Copying human behavior has obvious value for making robots that can move in sophisticated ways. But mimicking humans is nowhere near possible with current robotics, which struggle to achieve even basic movements.
New research by artificial intelligence scientists at the University of California at Berkeley may point the way to more effective mimicry. Researchers were able to get a computer-simulated humanoid figure to ape human movements, from back-flips to "Gangnam Style" dance moves, just by feeding the computer YouTube video clips.
The researchers trained a "deep" neural network, using what's known as reinforcement learning, where the humanoid figure in the computer program is rewarded as its limbs increasingly approximate the motion of a human in a video. It's a bit like how Google trained its "AlphaGo" program to find optimal solutions to the strategy game Go.
Such work has been done before, but usually with more controlled types of video, never by just cramming the computer full of YouTube clips.
The research, available on the arXiv pre-print server, which is to appear in the Association for Computing Machinery's Transactions on Graphics journal next month, is authored by Xue Bin Peng, Angjoo Kanazawa, Pieter Abbeel, and Sergey Levine, all of UC Berkeley, along with Jitendra Malik of the University of British Columbia. Levine's lab is doing extensive work on robot training, so his involvement in the report is significant. (There's also a nice blog post about the work.)

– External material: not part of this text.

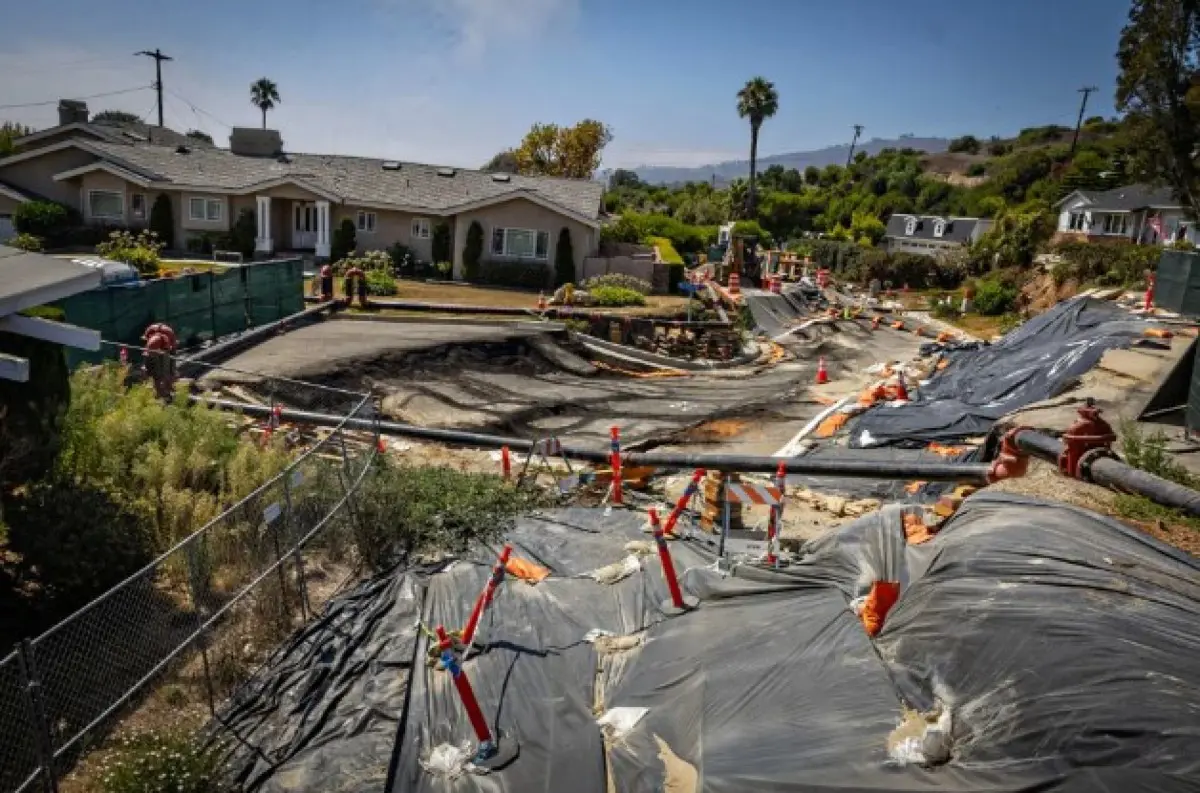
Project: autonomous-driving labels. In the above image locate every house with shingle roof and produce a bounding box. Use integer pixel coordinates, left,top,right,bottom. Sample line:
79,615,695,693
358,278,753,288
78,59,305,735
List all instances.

The authors took their cue from the big-budget movie technique known as motion capture. In motion capture, a human actor is filmed from multiple angles performing various movements while wearing a suit filed with reflective "markers." The markers enable the computer to build a model of the points in space of each limb.
Motion capture has led to brilliant computer-generated characters in big-budget films. In "The Lord of the Rings" trilogy, actor Andy Serkis famously "performed" as the character Gollum by being filmed extensively wearing the motion-capture suit. (Lead animator Joe Letteri penned an excellent essay about the process in Nature magazine in 2013.)
But motion capture is expensive, obviously, requiring special suits, the camera set up, the facilities, etc.
The Berkeley scientists found something simpler: track movements without any markers by feeding AI on YouTube videos.
Peng and colleagues earlier this year offered up a system called "DeepMimic" that still relied on motion capture. Switching to raw YouTube video is therefore an ambitious departure. The only other previous study that relied on such video, from 2012, still resorted to using some "prior" information drawn from motion-capture. And that study produced simulated motion that was too "robotic."
The new research takes two stages. First, a neural net "reconstructs" what the human in the YouTube video is doing. The authors drew on work from 2014 by Google researchers in which a single image of a person could be analyzed by a convolutional neural net, or CNN, and the position of limbs could be deciphered even though body parts were only partly visible in the image.
Peng and colleagues, in the present study, added a twist: They rotated the image of each frame. By doing so, the computer got better at understanding unusual positions of the human body, such as when someone is upside-down during a back-flip. Each of these "poses" were assembled into a "trajectory" of limbs from one frame to the next, to reconstruct the entire movement of the human in the video.
Once a jumping-jack or a back-flip motion was reconstructed, the second stage took place: A computer-simulated humanoid "character" was made to replicate that movement. The reinforcement learning system gains "rewards" during the training phase as it more accurately copies the movements.
A video of the results, on YouTube, of course, is quite fun to watch!
The AI algorithms got so good, they could predict from a single frame of video what movement an acrobat might carry out in subsequent video frames.
While all of this is a computer simulation, there are tantalizing suggestions that pertain to robotics. When reconstructing the human motions, the authors created one version of the simulation that uses not a humanoid but instead a simulated version of the "Atlas" robots made by Boston Dynamics, complete with the weight (375 pounds) and height (6 feet) of the robot.
There are limits to what the computer can copy, the authors found. In particular, their animated character didn't do an entirely credible job copying the Gangnam Style dance. It also struggled with what's called a "kip up," where a person starts out on their back and flips their legs over their head to reach a standing position. "We have yet to be able to train policies that can closely reproduce such nimble motions," the authors concede.